I took the train from Hanoi to Huế, which turned out to be about a 14 hour ride. Since most of it took place at night there isn’t much to say about the scenery except when we would stop on a siding to let another train pass you could hear a million frogs croaking in the rice paddies just off the tracks. I was unable to sleep due to cold tablets and so had to witness the train crew disport themselves in the manner of a Washington State University sorority party in the mid-1970s.
This morning I met Sister Ephraim patrolling the front entrance to The Church of The Redeemer on Nguyen Hue Street. She is shy of five feet and wears a steel gray and white habit. Her arms were crossed as she paced and she had focused her attention on a drunk couple who, for some reason, had taken up temporary residence just outside the church. Whatever they were doing caused her to clap loudly and address them so sharply that I was instantly transported back to elementary school, which was the last time I heard anything quite like it. She asked if I was a priest and then quickly extracted my information (not a priest, tourist, name, from Washington State, lawyer) and told me I’d better get inside as mass was starting.

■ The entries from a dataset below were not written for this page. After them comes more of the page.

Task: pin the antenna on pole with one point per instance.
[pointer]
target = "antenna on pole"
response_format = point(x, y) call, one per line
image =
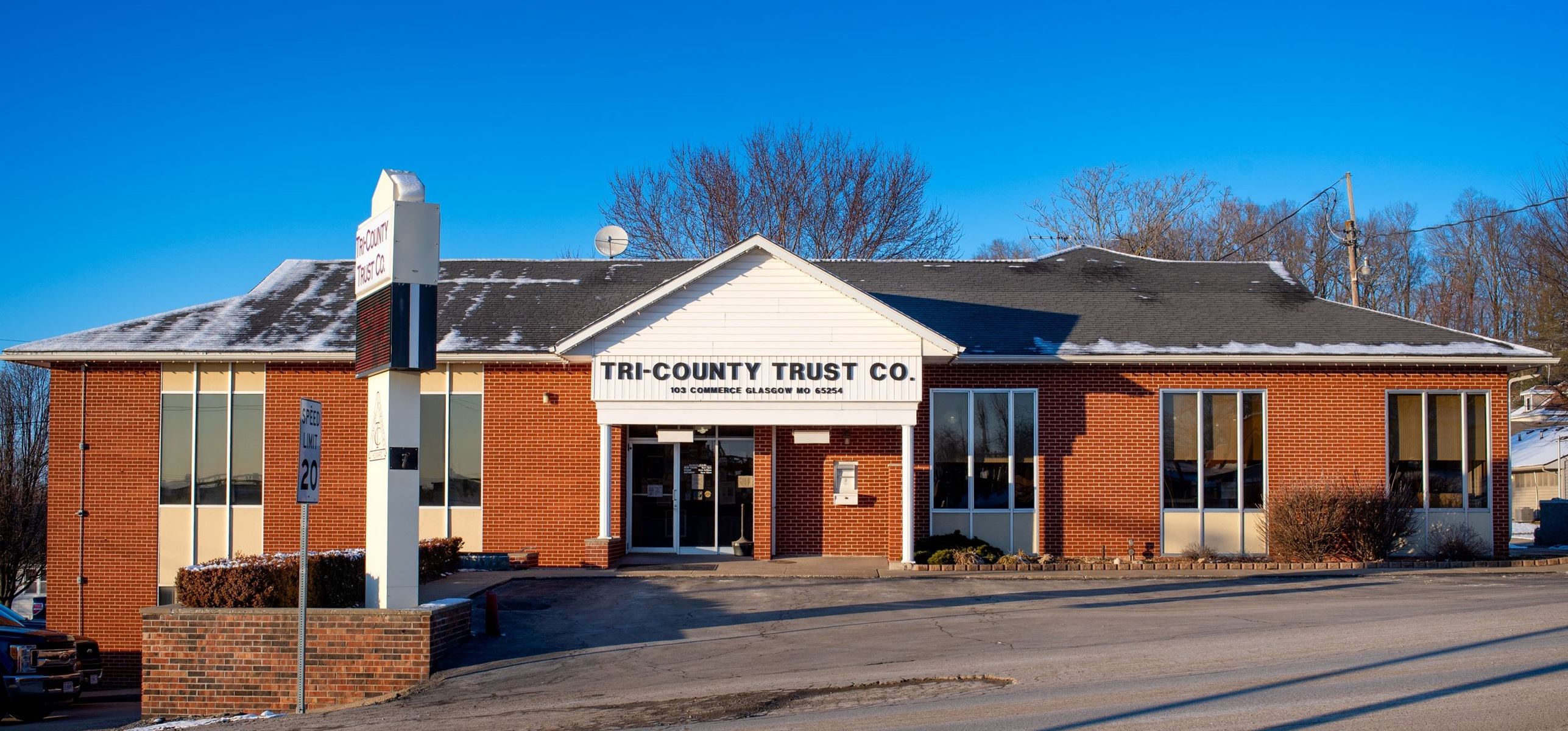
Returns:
point(1354, 247)
point(610, 241)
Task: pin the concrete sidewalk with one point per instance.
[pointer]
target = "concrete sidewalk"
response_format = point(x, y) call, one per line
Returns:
point(844, 567)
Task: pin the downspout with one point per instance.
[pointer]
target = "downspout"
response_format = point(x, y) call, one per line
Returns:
point(82, 509)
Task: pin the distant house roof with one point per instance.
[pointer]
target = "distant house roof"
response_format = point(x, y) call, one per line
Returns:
point(1537, 448)
point(1076, 305)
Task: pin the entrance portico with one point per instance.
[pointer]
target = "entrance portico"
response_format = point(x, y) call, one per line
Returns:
point(747, 341)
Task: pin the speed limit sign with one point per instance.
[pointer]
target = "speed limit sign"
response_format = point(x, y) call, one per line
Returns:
point(309, 452)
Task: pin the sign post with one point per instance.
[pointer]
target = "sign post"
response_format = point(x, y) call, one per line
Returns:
point(397, 261)
point(308, 495)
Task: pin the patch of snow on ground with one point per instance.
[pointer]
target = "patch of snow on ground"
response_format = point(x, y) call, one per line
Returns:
point(208, 722)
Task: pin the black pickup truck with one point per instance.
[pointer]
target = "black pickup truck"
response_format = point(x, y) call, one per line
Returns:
point(38, 669)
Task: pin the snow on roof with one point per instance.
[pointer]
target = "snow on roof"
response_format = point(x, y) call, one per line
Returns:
point(1078, 302)
point(1537, 448)
point(1104, 347)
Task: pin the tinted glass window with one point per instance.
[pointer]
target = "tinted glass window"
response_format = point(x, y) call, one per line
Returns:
point(992, 434)
point(466, 446)
point(949, 451)
point(175, 459)
point(432, 449)
point(1179, 441)
point(245, 478)
point(1025, 446)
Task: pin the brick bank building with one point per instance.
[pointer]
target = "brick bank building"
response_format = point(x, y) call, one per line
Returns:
point(1078, 402)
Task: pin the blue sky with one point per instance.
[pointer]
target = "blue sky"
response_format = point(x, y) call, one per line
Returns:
point(159, 156)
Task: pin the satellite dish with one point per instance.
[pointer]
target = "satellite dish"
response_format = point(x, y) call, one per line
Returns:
point(610, 241)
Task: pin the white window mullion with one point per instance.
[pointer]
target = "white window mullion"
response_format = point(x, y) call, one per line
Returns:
point(970, 456)
point(446, 451)
point(228, 468)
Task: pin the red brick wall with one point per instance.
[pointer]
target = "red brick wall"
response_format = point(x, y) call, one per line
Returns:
point(119, 535)
point(222, 661)
point(1100, 437)
point(808, 521)
point(542, 463)
point(763, 510)
point(1098, 446)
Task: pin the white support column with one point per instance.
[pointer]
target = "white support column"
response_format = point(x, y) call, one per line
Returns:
point(907, 479)
point(392, 492)
point(604, 481)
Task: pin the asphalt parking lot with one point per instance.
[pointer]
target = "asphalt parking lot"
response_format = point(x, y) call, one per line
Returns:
point(1376, 651)
point(110, 710)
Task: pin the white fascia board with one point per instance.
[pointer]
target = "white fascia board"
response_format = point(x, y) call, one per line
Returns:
point(755, 242)
point(1371, 359)
point(256, 356)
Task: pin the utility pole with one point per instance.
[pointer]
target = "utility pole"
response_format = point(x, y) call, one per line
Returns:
point(1354, 247)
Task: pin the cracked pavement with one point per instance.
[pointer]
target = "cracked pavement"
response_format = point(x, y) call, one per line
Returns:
point(1390, 651)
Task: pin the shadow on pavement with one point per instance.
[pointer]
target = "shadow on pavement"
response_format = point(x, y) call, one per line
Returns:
point(585, 614)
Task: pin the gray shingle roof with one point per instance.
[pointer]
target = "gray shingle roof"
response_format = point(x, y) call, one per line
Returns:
point(1081, 302)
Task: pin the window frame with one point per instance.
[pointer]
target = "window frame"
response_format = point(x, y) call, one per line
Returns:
point(228, 506)
point(446, 440)
point(1241, 449)
point(1426, 446)
point(970, 452)
point(228, 438)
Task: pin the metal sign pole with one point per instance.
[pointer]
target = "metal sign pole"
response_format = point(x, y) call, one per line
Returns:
point(309, 492)
point(305, 584)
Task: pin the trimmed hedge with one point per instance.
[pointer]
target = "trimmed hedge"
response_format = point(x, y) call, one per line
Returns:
point(337, 577)
point(946, 548)
point(438, 557)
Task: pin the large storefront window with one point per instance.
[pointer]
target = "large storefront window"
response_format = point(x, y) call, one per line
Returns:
point(209, 465)
point(984, 465)
point(1438, 449)
point(451, 446)
point(1212, 470)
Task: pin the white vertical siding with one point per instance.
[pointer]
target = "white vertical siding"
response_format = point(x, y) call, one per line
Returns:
point(756, 305)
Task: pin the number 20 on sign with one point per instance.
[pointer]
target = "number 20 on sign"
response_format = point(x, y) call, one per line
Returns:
point(309, 451)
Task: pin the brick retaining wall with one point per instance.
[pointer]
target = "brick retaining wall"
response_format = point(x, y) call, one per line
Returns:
point(220, 661)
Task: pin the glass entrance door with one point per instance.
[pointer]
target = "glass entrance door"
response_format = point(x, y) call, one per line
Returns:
point(698, 498)
point(653, 492)
point(690, 498)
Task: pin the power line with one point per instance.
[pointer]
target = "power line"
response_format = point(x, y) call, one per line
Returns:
point(1471, 220)
point(1283, 220)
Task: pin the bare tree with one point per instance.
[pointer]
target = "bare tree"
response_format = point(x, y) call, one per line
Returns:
point(818, 194)
point(1106, 206)
point(1004, 249)
point(1394, 283)
point(24, 471)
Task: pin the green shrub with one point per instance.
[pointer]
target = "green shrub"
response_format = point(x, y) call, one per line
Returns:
point(940, 557)
point(925, 548)
point(1455, 543)
point(970, 559)
point(1200, 553)
point(1337, 520)
point(337, 577)
point(438, 557)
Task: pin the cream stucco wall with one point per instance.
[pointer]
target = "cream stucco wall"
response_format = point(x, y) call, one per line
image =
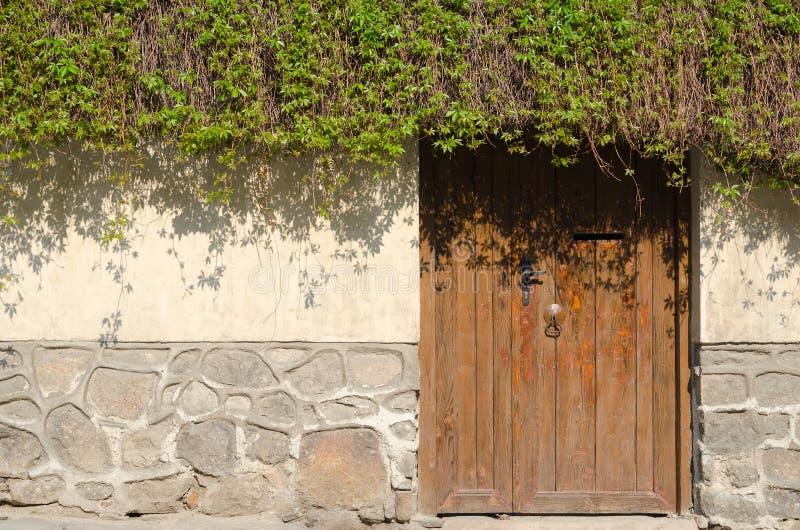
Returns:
point(190, 271)
point(746, 281)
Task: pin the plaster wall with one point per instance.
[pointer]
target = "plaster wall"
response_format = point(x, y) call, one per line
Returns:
point(746, 326)
point(747, 264)
point(264, 267)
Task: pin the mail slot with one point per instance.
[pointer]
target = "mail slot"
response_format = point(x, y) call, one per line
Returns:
point(597, 236)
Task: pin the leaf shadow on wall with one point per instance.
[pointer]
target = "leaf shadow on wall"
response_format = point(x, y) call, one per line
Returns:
point(491, 212)
point(117, 201)
point(754, 244)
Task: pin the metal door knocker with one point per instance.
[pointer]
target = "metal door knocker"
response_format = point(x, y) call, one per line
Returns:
point(553, 315)
point(528, 277)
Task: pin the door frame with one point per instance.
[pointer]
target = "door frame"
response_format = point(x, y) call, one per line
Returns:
point(427, 465)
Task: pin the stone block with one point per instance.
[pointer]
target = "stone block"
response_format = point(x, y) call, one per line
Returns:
point(404, 430)
point(789, 359)
point(59, 371)
point(277, 408)
point(722, 389)
point(10, 361)
point(238, 405)
point(162, 495)
point(370, 368)
point(372, 514)
point(783, 503)
point(321, 375)
point(209, 446)
point(406, 464)
point(269, 447)
point(19, 410)
point(348, 408)
point(342, 469)
point(37, 491)
point(95, 491)
point(333, 520)
point(145, 448)
point(77, 441)
point(776, 390)
point(121, 394)
point(739, 508)
point(138, 358)
point(19, 451)
point(13, 385)
point(240, 495)
point(734, 359)
point(405, 505)
point(185, 362)
point(782, 467)
point(238, 368)
point(741, 474)
point(739, 432)
point(197, 399)
point(284, 359)
point(403, 402)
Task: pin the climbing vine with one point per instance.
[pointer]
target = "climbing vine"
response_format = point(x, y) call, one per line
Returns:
point(258, 77)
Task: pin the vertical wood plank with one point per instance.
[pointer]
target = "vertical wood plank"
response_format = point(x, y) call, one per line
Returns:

The church has a school attached and was full of kids, organized by grade levels in the front pews. The Vietnamese language is musical and the singing was very pretty. The congregation leaves the church together through one exit and then drive away on scooters and in cars in a kind of loose processional. Honking of horns is suspended for at least a few blocks.
I used my map to walk back to the hotel although a parishioner kindly offered me a ride. The pedi-cab and scooter drivers in Huế are relentless; if you stop on the street for a minute to look at your map they pounce. They ask what you are looking for and use directions as a way to put you into their debt. Today I was manipulated into having tea with a driver who said he was 59 and talked like he had been the last faithful retainer abandoned on the US Embassy roof after the fall of Saigon. He leaned in close to whisper that the Vietnamese government didn’t like him, and he was working up to a request for money when he went too far. He looked at my map, saw the church circled and, leaning in again, said he didn’t dare go near that place because the police had a ring around it and kept track of who went in and out. He obviously didn’t know I’d just been there and I used this bullshit as a way to get out of his clutches.
I’m in the “Romance Hotel.” It’s fine for my purposes and nothing like its name implies but I did feel sheepish telling Sister Ephraim the name of the place when she asked where I was staying. I’m going to hang here for a few more days.